Today's world is a rather odd as compared to when I began in the world of autism. I have never come across so many people who are so easily offended simply because you disagree with them or think so much of themselves that they are the only one true voice of a cause. Well, yes I have, but whatever that cause was it didn't have such a direct effect on my children's future, so it didn't really matter all that much in the first place.

Now for the record:  if a self-advocate explains to you how it feels when you yell at someone with auditory processing disorder, it does not mean they then get to tell you how to run your child's life. If you think that some accommodations are necessary it doesn't necessarily follow that you think the entirely of humanity has to change to suit some little effect of your child's life. If you think it might be a good idea to pace out a vaccine schedule, it doesn't mean you are a vaccine-truther. If you walk for Autism Speaks it doesn't mean that you are only interested in finding a "cure" for autism and ignore that self-advocates have a right to a say in their own future. If you believe that self-advocates have a right to define their own future, it doesn't mean that you think that finding a "cure" for autism is genocide. If you decide to advocate against the use of the "Rword" it doesn't mean that some autism advocate can tell you what words are and are not politically correct. I have never met so many people with such low self-esteem that they need to denigrate others who are fighting for the same cause in order to make themselves feel important or believe that their way is the right way. How does anyone think they are ever going to get anything done, ever?

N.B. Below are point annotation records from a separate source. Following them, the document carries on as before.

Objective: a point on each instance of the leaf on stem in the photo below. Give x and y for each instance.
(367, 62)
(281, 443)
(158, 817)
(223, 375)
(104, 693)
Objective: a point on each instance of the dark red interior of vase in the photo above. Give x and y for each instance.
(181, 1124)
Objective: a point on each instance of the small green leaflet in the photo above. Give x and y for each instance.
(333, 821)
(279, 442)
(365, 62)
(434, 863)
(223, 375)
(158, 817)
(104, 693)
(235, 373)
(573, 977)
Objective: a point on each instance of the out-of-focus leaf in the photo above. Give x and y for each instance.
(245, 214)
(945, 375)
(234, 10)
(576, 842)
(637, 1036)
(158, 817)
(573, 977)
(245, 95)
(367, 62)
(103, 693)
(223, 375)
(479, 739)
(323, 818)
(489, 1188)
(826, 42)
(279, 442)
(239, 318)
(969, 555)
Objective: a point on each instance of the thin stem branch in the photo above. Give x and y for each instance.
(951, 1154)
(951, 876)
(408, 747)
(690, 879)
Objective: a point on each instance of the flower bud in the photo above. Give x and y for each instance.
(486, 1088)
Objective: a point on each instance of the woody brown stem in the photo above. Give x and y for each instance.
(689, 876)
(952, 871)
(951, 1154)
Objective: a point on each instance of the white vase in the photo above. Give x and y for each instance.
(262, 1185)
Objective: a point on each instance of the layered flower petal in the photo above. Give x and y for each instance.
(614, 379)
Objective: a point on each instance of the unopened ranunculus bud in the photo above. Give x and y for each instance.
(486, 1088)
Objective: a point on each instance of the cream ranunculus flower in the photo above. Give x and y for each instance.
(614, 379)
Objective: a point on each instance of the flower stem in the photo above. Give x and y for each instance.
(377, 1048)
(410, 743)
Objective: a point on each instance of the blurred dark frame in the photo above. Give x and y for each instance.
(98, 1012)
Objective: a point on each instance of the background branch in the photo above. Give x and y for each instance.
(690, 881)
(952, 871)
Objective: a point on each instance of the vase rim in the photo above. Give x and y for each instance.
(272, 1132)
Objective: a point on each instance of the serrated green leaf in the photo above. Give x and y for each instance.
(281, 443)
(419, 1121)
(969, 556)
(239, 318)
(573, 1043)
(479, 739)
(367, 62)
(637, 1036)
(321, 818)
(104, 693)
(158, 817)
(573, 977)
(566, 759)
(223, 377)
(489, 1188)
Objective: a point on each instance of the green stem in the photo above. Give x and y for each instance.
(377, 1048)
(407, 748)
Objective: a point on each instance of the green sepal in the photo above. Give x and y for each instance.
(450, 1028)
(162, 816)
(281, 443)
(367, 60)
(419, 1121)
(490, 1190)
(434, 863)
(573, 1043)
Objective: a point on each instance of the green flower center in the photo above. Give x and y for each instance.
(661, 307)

Personally I don't know what happened in the last two decades while my boys were growing up. I used to think that all this talk about autism and the advent of all these groups was a good thing for our children. Now I am not so sure. While advocacy is always good, it becomes most difficult when those that are supposed to be the most helpful stand in your way. When those that are supposed to be the most helpful demand one standard definition and one standard ideal. No one can define another human being and no advocate on any level, no matter who they are has the right to tell the world, who my boys are. That is a right they reserve for themselves and themselves alone. I didn't defy  doctors and teachers for the past twenty years to hand over my boys' right of self-determination to anyone but themselves.

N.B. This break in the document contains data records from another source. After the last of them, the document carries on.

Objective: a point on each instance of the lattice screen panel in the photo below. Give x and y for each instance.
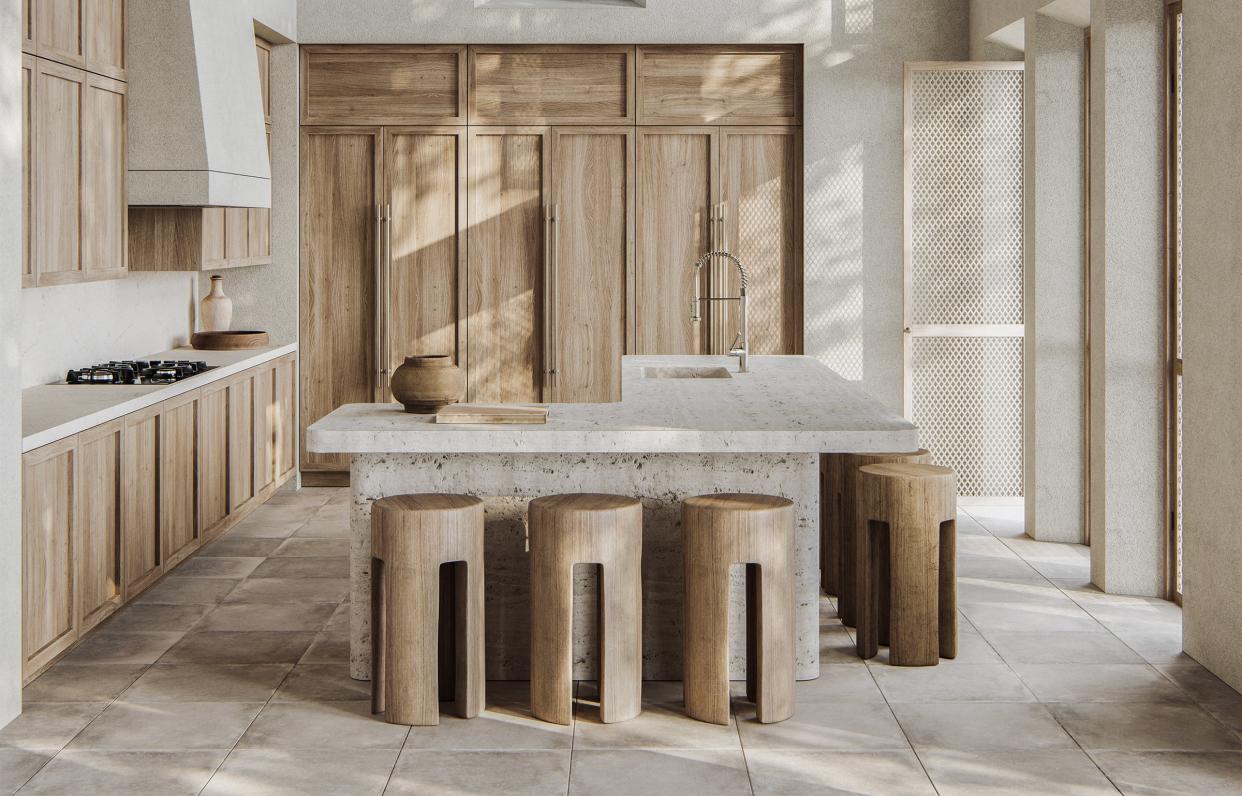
(966, 400)
(965, 196)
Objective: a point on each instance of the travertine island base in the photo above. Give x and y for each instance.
(679, 430)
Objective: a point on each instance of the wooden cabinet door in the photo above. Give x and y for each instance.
(286, 414)
(760, 180)
(213, 457)
(178, 477)
(425, 194)
(58, 104)
(60, 30)
(49, 514)
(143, 550)
(339, 263)
(99, 574)
(29, 184)
(675, 226)
(508, 176)
(106, 37)
(241, 440)
(104, 211)
(591, 247)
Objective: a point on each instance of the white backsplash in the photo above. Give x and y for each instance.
(73, 325)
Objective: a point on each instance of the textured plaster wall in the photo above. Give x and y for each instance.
(10, 360)
(1128, 297)
(1055, 280)
(853, 122)
(1212, 342)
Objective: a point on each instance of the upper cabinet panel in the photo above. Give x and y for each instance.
(552, 85)
(383, 85)
(719, 85)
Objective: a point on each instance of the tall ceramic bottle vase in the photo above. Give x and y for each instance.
(215, 311)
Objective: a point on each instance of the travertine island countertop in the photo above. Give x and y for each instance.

Choices are not all or nothing. Life is like the old style Chinese menu. You can pick some from column A and some from column B. Sometimes you get a choice of soup and other times eggroll. But in the end just maybe you get a great fortune in your cookie. We pick and choose and grow and discover what works and what doesn't. We learn. We explore. We try new things. We become adventurous. For a successful life and successful advocacy you cannot stick to one theme or idea. You need to incorporate everything into your worldview and see how it applies to yours.

So I decided...I listen to myself, and the hubby, about how to push the boys and where to push them. We look at the world as it is and say how to we get them to XYZ and at the same time, make sure that we can change the world ever so slightly. Life is not an all or nothing game. Life is game-plan A, then  B, C, and sometimes all the way to Z.  But that's the real world.  That's all you need to know as a parent of an autistic child.

Now go be secure in your parenting.....remember it comes from your soul and no one elses.